XI. El agua clara La primera vez que me llevaron al mar, sin quitarme la ropa, me metí en el agua. Años más tarde fue motivo de felicidad el mudarme a la calle Sánchez, en San Pedro de Macorís, donde al sur, al fondo, se veía el azul unánime del Mar Caribe. Las vacaciones en San Cristóbal tenían emocionantes escapadas, junto a amigos y primos, para bañarnos en el río Nigua.
Luego las emociones fueron otras: el deporte, las ciudades, las muchachas como flores, el matrimonio, criar los hijos… Hay que decir que mientras tanto los ríos empobrecieron su caudal o desaparecieron. Las playas cercanas perdieron sus árboles de sombra y se llenaron de plásticos y otros deshechos.

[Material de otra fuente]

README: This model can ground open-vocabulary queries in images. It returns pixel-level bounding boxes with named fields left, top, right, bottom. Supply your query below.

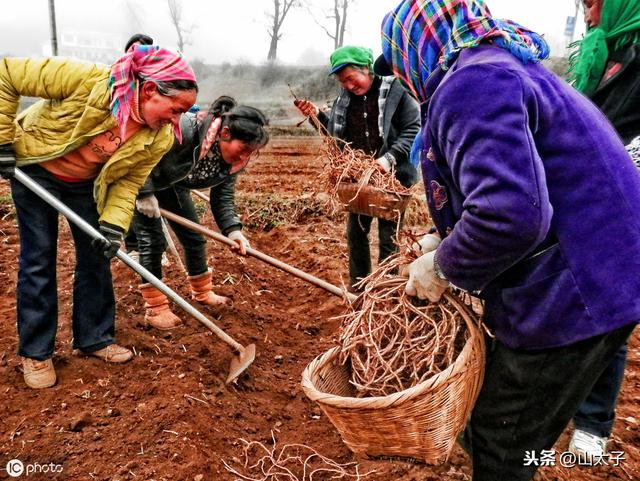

Pero un día, lejos de los grandes centros poblacionales, visité la isla Saona. Adamanay la llamaban los taínos. El agua volvió a brillar con una limpieza paradisíaca, la arena era solo arena, el viento solo viento. Y los cuervos vociferaban en un idioma ininteligible.
Descubrí después que los ríos, desde las montañas de su nacimiento, siguen bajando prístinos, cantarines, invitadores, rodeados de piedras mudas e infinidad de pájaros. Sólo que hay que hacer travesías para este encuentro. Verdaderos peregrinajes donde la dificultad del camino nos pone a tono con la pureza del agua.
Río Baní.
Subir, bajar montañas para seguirte.
Yaque del Sur.
Sólo agua clara arrastra el agua clara. (El Yaque del Sur es uno de los tres ríos más importantes de la República Dominicana.)